The liver is a central organ in metabolic homeostasis and a main site for the metabolism, synthesis, storage, and redistribution of macronutrients such as carbohydrates, proteins, and lipids.¹ It acts as a hub to metabolically connect various tissues, including skeletal muscle and adipose tissue.² Obesity promotes alterations in hepatic lipid and glucose metabolism and is linked to the pathophysiology of nonalcoholic fatty liver disease (NAFLD).¹ NAFLD is a type of fatty liver characterized by lipid accumulation within hepatocytes because of causes other than excessive alcohol use and may progress to nonalcoholic steatohepatitis. Hepatic steatosis, the hallmark of NAFLD, occurs when the rate of hepatic fatty acid (FA) uptake from plasma and de novo FA synthesis exceeds the rate of mitochondrial FA oxidation and export as triglycerides within very low-density lipoprotein.^3,4 Therefore, excessive amounts of intrahepatic triglyceride cause metabolic imbalance and steatosis results in adverse alterations in glucose, FA, and lipoprotein metabolism.⁴ NAFLD has become a major public health problem in many industrialized countries because of its high prevalence, potential progression to severe hepatic disease, and association with serious cardiometabolic abnormalities, including metabolic syndrome, type 2 diabetes mellitus, and coronary heart disease.⁵ Therefore, therapeutic agents to prevent or treat NAFLD are needed.
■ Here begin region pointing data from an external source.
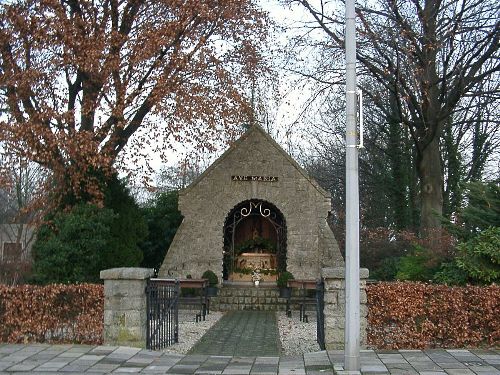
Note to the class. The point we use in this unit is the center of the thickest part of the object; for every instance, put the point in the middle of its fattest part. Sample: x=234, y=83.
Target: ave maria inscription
x=255, y=178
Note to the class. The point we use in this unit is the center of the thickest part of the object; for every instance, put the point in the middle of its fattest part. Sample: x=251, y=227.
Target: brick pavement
x=242, y=333
x=81, y=359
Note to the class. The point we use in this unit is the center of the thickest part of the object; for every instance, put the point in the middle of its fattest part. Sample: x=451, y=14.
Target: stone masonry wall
x=334, y=310
x=125, y=306
x=198, y=243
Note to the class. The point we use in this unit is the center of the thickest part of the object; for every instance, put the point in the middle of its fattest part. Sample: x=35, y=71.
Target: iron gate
x=162, y=308
x=320, y=314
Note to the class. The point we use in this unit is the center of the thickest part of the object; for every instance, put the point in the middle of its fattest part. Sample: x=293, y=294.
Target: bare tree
x=431, y=57
x=84, y=79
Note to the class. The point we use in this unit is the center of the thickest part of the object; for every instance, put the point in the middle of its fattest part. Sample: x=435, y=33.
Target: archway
x=254, y=238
Bangpungtongseong-san (BT), an oriental herbal medicine that comprised 18 plants, has been used in the treatment of obesity in Korea and the East Asian region. The antiobesity effects of BT have been studied by several researchers. BT was reported to have an antiobesity effect in obese patients as well as in various animal models of obesity.^6

–11 However, the molecular mechanism involved in the antihepatic steatosis effects of BT is not completely understood. In this study, we researched the antihepatic steatosis mechanisms of BT by focusing on its transcriptional and phenotypic responses in an obesogenic animal model. This is the first study to integrate the efficacy of BT with a liver tissue transcriptome by mRNA sequencing (mRNA-seq).

Materials and Methods

Animals

Twenty male C57BL/6J mice (4-week-old) were obtained from the Jackson Laboratory (Bar Harbor, ME). All mice were singly housed under a constant temperature (24°C) and 12-h light/12-h dark cycle. After 1 week of acclimatization on normal standard chow diet, at 5 weeks of age, the mice were randomly divided into 2 groups with 10 mice per group and fed either an HFD or HFD +1.5% (w/w) BT for 12 weeks. The HFD (TD06414; Harlan, Madison, WI) contained 21.3 kcal% carbohydrate, 18.4 kcal% protein, and 60.3 kcal% fat. BT extracts were obtained from Sungil Bioex (Hwaseong, Republic of Korea). The dose of BT was established based on the Ministry of Food and Drug Safety (MFDS) guidelines. The human BT dose (2850 mg/day for adults) was translated to a mouse dose using the body surface area normalization method.¹² The mice were given free access to diet and distilled water. All mice were anesthetized with isoflurane after a 12-h fasting at the end of the diet period. Blood was collected from the inferior vena cava to measure plasma lipid, glucose, and hormone concentrations. The adipose tissue and organs were isolated, rinsed with physiological saline, weighed, immediately frozen in liquid nitrogen, and stored at −80°C until further analysis. The animal study protocols were approved by the Ethics Committee of Kyungpook National University (KNU 2012-136).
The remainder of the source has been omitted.